Черный, с рыжими пятнами кот, отощавший, весь в болячках, свернулся в клубок у очага и довольно мурлыкал. Снаружи, за порогом, лаяли собаки, открывались и закрывались двери, далеко разносился стук башмаков по камням. А в доме стояла полная тишина. Только бледный, чахлый мальчик, склонившись над букварем, тихонько читал по складам. Ноги его уже стали опухать, глаза увеличились.
Учитель закрыл глаза; вдруг этот покой, царивший в доме, испугал его. Мало дней уже оставалось ему. Он это знал: изо всех сил сдерживал кашель, чтобы не пугать жену, и тайком сплевывал кровь в красный платок.
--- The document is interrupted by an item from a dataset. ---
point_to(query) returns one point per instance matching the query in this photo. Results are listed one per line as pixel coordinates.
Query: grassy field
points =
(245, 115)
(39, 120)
Он был болен, при смерти. Он знал это, но этот покой и мир дома казались, ему счастьем, и он испугался. «А вдруг, – подумал он, – какая-то огромная беда нависла над моим домом...» Он посмотрел на жену – раньше времени состарилась, печальная, молчаливая, в черном платке на голове. Столько лет билась она с нищетой, со страхом, с болезнью... Потом повернулся, остановил взгляд на единственном сыне: бледный, и у него уже стали опухать ножки от голода. Сердце его оборвалось. «Мы приговорены, – подумал он. – Но неужели дети наши не увидят хоть капельку радости? Мы наполнили своими телами рвы, чтобы они могли пройти. Пройдут ли? Удастся ли Димитракису закончить букварь? Дадут ли ему? Каждый день убивают детей и женщин в Кастелосе, в Кастелосе и в Греции, в Греции и во всем мире. Это – конец старого мира, это начало нового. Наше поколение оказалось меж двух этих жерновов, и они перемалывают нас: нашу плоть, кость, души... “Прими мое проклятие и родись в великое время”. Это китайское проклятие пало на нас. В чем заключается мой долг? Превратить проклятие в благословение. Очень трудно это, очень тяжело!.. Взываю к вам, гордые добродетели человеческие: чистота, упрямство, мужество – помогите нам!»